Agriculture is a major emitter of carbon to the atmosphere especially via the use of nitrogen fertilizers. Some landscape units, particularly floodplains have the capacity to deliver multiple productive services without artificial nutrients if managed appropriately. Land managers are currently frustrated by tensions within agri-environmental policies that limit the efficient use of land. Specifically the restrictions placed on commercial producers by support measures, which many consider not to be beneficial to either the sustainability or the productivity of floodplain grassland. The substantial public resources currently consumed by agri-environmental support programmers could be much more efficiently deployed whilst simultaneously improving productivity, sustainability and a cleaner environment.

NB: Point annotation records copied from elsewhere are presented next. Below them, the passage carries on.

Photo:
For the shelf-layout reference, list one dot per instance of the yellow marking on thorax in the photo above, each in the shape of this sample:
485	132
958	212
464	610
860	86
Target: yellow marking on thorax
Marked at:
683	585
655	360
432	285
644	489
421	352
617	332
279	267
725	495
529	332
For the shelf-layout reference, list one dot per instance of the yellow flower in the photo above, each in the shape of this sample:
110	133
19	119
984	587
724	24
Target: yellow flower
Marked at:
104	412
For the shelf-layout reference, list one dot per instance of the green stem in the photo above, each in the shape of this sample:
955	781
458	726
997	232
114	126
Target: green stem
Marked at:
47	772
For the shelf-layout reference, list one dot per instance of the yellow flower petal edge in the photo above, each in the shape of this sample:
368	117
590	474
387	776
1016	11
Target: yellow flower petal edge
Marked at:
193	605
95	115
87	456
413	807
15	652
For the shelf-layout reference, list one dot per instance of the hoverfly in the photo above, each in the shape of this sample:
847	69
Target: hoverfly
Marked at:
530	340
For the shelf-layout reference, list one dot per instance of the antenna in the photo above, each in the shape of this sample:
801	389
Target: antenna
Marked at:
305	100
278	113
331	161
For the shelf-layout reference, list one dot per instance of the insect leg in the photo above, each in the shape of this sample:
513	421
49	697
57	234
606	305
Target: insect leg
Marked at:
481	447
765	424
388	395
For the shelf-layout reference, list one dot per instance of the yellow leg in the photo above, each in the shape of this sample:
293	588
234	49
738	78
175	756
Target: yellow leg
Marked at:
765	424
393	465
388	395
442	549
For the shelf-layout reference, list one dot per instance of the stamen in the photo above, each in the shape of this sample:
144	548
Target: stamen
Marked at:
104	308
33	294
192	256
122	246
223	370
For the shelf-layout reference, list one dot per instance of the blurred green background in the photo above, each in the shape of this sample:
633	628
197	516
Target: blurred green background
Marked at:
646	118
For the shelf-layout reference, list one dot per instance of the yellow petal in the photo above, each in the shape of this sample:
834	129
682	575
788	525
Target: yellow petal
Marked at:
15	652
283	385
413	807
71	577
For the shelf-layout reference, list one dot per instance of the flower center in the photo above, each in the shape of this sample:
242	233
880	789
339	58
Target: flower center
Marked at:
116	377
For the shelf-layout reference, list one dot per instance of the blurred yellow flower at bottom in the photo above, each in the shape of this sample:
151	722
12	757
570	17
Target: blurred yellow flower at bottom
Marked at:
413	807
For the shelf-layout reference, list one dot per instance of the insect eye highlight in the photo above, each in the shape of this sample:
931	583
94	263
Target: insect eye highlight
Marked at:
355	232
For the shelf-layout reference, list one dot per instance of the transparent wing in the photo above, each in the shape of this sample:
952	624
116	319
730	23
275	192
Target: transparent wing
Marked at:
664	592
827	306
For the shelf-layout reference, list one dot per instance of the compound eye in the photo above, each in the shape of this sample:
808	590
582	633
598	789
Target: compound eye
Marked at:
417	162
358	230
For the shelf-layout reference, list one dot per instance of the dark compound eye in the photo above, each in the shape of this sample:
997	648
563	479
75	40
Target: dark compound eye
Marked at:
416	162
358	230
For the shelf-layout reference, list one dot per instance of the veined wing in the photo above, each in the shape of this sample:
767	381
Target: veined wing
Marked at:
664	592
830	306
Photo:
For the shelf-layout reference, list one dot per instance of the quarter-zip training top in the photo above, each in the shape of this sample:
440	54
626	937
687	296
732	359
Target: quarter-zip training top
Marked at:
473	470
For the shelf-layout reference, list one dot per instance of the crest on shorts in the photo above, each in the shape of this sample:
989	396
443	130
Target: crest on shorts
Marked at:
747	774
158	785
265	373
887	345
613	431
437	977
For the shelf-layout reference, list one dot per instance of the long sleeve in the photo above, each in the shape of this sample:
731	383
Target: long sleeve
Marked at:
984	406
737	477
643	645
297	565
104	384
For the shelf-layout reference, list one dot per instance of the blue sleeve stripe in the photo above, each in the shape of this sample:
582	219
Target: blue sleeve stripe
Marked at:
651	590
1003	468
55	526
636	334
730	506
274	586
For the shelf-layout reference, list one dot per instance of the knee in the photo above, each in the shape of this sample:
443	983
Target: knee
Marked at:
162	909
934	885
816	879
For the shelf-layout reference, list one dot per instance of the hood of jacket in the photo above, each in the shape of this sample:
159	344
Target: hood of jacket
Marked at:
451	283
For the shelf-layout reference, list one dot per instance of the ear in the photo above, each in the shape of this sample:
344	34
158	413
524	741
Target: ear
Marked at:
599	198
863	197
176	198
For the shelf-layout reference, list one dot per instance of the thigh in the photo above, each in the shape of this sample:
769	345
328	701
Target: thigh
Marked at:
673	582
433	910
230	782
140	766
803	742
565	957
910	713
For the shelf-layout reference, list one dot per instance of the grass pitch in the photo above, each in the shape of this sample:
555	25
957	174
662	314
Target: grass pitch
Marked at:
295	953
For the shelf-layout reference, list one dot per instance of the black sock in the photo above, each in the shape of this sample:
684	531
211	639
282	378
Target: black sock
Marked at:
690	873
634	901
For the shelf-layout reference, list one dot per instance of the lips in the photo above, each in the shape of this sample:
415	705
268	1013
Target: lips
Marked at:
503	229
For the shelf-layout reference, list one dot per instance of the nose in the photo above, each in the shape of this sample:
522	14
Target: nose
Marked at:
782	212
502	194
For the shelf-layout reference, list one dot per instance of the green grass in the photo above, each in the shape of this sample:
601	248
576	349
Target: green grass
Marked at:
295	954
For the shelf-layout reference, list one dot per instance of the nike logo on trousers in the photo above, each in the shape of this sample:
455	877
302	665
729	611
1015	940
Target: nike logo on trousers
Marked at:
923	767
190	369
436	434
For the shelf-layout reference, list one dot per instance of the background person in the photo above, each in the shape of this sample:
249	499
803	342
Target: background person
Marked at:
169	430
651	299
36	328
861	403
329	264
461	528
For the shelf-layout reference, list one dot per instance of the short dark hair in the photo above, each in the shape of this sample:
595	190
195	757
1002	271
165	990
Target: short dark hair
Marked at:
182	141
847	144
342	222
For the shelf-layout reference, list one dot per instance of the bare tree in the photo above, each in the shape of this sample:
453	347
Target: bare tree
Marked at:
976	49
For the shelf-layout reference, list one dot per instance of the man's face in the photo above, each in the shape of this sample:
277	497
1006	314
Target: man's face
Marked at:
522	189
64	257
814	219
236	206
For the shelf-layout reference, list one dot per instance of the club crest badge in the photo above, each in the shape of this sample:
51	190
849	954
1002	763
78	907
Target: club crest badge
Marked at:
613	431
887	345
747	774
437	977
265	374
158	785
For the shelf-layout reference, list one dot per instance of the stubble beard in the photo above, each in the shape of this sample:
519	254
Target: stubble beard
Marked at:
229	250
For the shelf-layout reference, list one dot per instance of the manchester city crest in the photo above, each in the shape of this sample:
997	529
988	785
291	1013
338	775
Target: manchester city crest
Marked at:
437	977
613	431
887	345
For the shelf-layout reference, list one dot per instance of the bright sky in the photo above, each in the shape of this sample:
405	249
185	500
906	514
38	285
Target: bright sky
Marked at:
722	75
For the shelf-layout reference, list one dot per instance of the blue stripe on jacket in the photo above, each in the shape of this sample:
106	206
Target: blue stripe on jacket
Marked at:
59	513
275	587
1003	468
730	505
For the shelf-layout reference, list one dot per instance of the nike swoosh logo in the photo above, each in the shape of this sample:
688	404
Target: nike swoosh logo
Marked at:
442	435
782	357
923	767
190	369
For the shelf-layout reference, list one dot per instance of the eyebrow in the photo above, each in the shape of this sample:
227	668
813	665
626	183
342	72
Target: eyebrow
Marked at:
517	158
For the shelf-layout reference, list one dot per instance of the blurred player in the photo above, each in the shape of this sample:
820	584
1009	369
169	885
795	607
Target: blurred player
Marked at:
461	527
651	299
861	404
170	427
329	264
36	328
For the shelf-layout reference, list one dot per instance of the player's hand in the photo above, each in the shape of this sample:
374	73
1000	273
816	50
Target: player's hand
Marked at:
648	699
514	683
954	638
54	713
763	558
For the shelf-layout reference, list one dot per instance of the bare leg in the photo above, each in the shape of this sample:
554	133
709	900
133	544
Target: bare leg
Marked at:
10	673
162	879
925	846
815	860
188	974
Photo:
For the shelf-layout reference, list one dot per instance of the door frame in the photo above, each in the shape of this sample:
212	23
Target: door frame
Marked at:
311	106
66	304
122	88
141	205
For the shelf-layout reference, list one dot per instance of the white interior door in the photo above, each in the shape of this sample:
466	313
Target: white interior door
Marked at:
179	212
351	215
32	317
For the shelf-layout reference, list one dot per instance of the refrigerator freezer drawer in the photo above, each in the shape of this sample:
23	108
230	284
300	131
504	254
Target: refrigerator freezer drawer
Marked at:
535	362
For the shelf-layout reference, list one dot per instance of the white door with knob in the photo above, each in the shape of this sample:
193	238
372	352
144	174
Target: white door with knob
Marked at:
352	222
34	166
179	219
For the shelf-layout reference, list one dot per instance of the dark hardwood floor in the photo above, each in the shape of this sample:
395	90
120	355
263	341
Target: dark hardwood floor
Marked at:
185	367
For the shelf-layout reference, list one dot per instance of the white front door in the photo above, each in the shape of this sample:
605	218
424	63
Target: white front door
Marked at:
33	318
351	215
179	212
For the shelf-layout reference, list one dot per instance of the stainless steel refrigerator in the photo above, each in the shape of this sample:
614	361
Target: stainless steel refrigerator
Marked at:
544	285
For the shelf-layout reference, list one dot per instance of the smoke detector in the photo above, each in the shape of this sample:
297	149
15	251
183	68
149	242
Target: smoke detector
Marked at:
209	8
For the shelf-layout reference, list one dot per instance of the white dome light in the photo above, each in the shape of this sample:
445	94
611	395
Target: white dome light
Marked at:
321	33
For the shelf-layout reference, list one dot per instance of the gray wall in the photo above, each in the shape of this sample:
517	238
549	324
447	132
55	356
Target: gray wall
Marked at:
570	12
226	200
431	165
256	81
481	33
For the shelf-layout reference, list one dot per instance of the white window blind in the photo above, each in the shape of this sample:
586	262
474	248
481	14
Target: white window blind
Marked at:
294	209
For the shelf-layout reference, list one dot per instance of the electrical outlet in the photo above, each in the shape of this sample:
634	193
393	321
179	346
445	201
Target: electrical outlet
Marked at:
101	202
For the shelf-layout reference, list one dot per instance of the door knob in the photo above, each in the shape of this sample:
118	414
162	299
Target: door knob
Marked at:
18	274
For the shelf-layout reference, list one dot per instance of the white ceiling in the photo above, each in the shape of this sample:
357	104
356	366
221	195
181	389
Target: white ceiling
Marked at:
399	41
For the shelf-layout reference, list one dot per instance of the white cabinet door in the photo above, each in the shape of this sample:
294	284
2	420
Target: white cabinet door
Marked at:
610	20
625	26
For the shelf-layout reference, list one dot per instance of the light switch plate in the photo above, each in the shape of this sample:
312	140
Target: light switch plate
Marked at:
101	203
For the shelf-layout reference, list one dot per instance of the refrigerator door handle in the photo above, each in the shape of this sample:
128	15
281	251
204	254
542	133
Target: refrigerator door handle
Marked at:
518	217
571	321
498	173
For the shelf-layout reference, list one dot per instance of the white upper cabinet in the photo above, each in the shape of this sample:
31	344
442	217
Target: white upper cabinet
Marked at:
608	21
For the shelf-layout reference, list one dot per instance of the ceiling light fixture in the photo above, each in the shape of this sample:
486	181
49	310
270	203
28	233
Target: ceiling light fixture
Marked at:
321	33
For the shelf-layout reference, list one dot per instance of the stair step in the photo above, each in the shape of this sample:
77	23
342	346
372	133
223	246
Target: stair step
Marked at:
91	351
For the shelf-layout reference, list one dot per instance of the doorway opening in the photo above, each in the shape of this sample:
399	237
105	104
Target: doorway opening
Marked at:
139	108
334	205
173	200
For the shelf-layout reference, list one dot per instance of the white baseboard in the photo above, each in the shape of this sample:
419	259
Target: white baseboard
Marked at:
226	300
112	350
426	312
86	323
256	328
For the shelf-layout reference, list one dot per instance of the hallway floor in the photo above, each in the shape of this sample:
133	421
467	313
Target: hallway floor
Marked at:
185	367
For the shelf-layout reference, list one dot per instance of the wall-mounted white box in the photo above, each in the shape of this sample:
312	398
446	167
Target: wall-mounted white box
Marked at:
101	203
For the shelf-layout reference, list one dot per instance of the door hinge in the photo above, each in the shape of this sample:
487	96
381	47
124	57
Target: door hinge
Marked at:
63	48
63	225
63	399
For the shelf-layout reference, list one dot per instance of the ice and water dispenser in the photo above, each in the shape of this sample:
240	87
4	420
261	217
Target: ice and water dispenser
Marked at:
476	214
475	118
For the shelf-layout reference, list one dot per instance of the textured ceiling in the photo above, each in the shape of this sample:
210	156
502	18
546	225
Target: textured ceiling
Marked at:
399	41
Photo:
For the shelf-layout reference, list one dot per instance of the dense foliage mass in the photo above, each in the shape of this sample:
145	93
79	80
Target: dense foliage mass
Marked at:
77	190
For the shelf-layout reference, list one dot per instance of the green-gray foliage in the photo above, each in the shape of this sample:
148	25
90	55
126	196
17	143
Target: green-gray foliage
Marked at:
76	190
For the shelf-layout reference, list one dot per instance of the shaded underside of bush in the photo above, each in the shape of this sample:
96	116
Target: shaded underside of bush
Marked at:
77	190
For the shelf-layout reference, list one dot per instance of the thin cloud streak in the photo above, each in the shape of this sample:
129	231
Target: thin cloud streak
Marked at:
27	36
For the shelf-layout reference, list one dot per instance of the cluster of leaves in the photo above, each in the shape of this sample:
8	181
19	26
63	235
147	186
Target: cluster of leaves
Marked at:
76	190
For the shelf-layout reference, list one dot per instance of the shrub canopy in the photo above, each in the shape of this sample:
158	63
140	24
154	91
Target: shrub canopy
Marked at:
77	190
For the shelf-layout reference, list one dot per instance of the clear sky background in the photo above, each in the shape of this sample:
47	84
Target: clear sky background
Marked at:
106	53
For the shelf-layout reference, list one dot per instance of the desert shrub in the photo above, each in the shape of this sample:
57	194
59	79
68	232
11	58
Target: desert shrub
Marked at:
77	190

The field trial proposed here would aim to supply concrete evidence of the synergy between sustainability and production. The work would also aim to supply evidence for other services such as improvements in water quality, via the filtering effect of floodplains during flood events.
The project would consist of four independent experimental blocks sited on land in different ownerships and in separate catchments to trial alternative management strategies for the production of biomass whilst maximizing ecological resilience and interest. There has been no such trial to date to inform the development of agri-environmental policy. The need for such evidence is urgent in the context of the UK needing to re-evaluate and reformulate its policy post Brexit. The student would spend time working in the commercial world and the third sector in addition to time in a University setting. This diversity of environments would give produce broad transdisciplinary training for an environmental scientist.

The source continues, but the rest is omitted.